Investigating, in different apple cultivars, the relationship between volatile organic compounds (VOC) and texture.  This project used a quick and easy direct injection mass spectrometry technique known as a proton transfer reaction mass spectrometer (PTR-MS) and in-vivo nose space sampling to quantify VOC release, in real-time, during the consumption of an apple.  Preliminary results showed that firm cultivars such as Fuji took longer to consume and released less ester VOCs compared to softer Golden Delicious apples which emitted more VOCs and were consumed faster. Although Fuji apples took longer to consume, panellists had a shorter time to first swallow compared to when eating Golden Delicious apples, suggesting that as Fuji is a juicier cultivar it induces swallowing faster as more juice is released during mastication. This observation led to the next research question which was on the influence an apple’s mechanical properties have on the breakdown pattern of its flesh.

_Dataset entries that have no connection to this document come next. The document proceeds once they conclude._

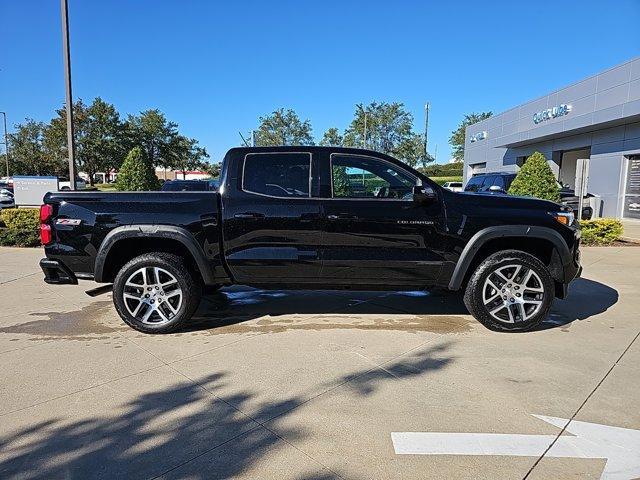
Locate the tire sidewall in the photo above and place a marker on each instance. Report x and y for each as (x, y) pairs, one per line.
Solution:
(168, 263)
(474, 294)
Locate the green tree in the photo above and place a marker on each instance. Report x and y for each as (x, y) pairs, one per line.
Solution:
(457, 136)
(152, 132)
(536, 179)
(104, 144)
(28, 152)
(332, 138)
(389, 129)
(212, 169)
(99, 137)
(283, 127)
(185, 154)
(136, 173)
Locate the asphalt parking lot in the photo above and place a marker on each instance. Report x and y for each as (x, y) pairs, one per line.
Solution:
(281, 384)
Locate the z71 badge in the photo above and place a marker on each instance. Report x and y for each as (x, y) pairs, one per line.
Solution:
(68, 221)
(416, 222)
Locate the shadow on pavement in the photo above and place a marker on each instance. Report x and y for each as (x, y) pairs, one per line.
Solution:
(190, 430)
(437, 311)
(586, 298)
(228, 310)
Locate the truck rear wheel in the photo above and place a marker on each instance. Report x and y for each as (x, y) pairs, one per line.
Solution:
(510, 290)
(155, 293)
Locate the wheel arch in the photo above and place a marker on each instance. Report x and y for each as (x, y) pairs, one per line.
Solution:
(124, 243)
(542, 242)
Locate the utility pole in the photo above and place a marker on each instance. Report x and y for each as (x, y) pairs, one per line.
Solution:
(364, 137)
(6, 142)
(69, 106)
(426, 129)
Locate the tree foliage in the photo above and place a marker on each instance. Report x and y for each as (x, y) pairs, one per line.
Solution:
(457, 136)
(102, 141)
(28, 153)
(332, 138)
(99, 133)
(137, 173)
(536, 179)
(283, 127)
(389, 129)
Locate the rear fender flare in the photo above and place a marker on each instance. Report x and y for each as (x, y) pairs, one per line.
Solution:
(153, 231)
(483, 236)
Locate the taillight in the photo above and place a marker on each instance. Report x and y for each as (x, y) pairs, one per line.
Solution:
(46, 235)
(45, 212)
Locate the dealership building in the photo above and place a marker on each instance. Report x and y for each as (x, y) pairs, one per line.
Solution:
(597, 118)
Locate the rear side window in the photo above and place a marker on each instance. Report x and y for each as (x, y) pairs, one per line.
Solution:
(277, 174)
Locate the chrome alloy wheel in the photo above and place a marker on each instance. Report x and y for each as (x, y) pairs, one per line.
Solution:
(152, 295)
(513, 293)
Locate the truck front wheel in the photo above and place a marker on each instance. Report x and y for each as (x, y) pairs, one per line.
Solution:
(510, 290)
(155, 293)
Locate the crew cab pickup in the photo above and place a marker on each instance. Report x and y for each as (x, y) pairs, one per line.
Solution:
(310, 218)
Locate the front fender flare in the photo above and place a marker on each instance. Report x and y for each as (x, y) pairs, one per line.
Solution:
(490, 233)
(179, 234)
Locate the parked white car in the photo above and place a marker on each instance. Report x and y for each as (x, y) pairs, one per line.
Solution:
(453, 186)
(6, 199)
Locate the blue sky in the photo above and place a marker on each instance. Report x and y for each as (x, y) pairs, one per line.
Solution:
(215, 66)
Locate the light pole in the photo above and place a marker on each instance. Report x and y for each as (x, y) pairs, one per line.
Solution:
(69, 106)
(6, 142)
(426, 129)
(364, 136)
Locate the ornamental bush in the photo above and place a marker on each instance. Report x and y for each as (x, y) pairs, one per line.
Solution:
(601, 231)
(137, 174)
(21, 218)
(535, 179)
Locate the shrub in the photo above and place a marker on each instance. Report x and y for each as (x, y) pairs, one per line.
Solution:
(137, 174)
(19, 238)
(536, 179)
(601, 231)
(21, 218)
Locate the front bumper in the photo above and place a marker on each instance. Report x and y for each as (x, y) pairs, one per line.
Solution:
(57, 273)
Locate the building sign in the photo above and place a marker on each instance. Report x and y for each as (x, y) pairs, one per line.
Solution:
(28, 191)
(632, 193)
(553, 112)
(476, 137)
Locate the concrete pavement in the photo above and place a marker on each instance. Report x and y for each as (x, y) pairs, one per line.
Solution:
(281, 384)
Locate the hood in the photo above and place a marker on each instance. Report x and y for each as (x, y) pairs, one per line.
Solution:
(489, 200)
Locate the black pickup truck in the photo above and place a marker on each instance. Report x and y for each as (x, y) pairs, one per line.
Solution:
(310, 218)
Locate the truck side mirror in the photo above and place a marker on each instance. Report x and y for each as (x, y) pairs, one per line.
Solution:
(423, 194)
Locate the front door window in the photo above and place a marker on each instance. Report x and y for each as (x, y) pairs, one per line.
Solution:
(355, 176)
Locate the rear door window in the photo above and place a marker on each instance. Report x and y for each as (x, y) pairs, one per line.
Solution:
(277, 174)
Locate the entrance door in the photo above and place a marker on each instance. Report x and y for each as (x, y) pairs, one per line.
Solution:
(632, 189)
(375, 233)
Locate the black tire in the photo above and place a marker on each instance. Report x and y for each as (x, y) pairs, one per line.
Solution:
(191, 291)
(494, 266)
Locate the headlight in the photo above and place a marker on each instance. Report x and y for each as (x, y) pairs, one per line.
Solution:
(565, 218)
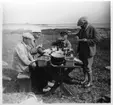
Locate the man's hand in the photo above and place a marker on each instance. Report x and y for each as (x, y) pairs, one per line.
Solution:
(82, 40)
(33, 64)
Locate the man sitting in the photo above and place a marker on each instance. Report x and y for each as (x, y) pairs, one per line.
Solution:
(22, 58)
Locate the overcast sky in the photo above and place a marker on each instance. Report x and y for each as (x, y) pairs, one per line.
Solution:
(56, 12)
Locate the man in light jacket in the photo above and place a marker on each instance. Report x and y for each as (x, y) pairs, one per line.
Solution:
(22, 58)
(87, 38)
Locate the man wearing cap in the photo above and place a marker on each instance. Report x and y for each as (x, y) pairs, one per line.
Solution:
(22, 57)
(36, 49)
(87, 38)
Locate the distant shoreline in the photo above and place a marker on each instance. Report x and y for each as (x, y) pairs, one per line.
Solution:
(27, 26)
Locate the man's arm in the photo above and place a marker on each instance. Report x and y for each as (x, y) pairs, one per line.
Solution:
(95, 38)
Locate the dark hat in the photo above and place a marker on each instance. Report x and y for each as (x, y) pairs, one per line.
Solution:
(63, 33)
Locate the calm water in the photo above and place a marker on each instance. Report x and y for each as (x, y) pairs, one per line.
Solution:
(46, 26)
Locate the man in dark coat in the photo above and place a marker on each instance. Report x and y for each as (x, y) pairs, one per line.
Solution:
(87, 38)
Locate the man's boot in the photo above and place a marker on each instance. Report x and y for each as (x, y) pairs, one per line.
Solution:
(85, 79)
(89, 82)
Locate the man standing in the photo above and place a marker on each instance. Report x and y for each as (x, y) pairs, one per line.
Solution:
(87, 37)
(22, 58)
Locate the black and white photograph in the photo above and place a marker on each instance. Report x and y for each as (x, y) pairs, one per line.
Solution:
(56, 52)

Apples are climacteric fruits that continue to ripen after harvest. During prolonged storage, ripening leads to an increase of VOCs and the slow dissolution of cell walls. Here, juice that was once held within a cellular matrix permeates through the cells. In some cases, apples can “dry out” due to an excessive loss of moisture. Cell wall breakdown and moisture loss (flaccid tissue) can result in the increased formation of intercellular spaces and the undesirable mealy, floury or grainy texture experienced by consumers when eating soft apples. To investigate the relationship between the morphological properties (porosity, intercellular space size) in an apple microstructure and texture, a visual microscopy technique known as the X-ray microcomputer tomographic, µ-CT scanner was used. Images from the µ-CT scanner generate 3-D structures showing the apple microstructures. In general, results showed firm apples contained a low porosity and a higher dry matter (%), while the opposite was true for soft apples. However, this trend was not visible for all cultivars. Specific differences from the microstructural organization appear to influence the mechanical strength of the parenchyma tissue. This in turn, impacts perceived firmness. For example, a firm Fuji apple may be similar in porosity compared to a softer Golden Delicious. When the µ-CT images were visualized, Fuji apples appeared to contain a lot of smaller and more compact intercellular spaces, compared to Golden Delicious which contained larger interconnected intercellular spaces. It is hoped that these findings will contribute to understanding eating quality in apples.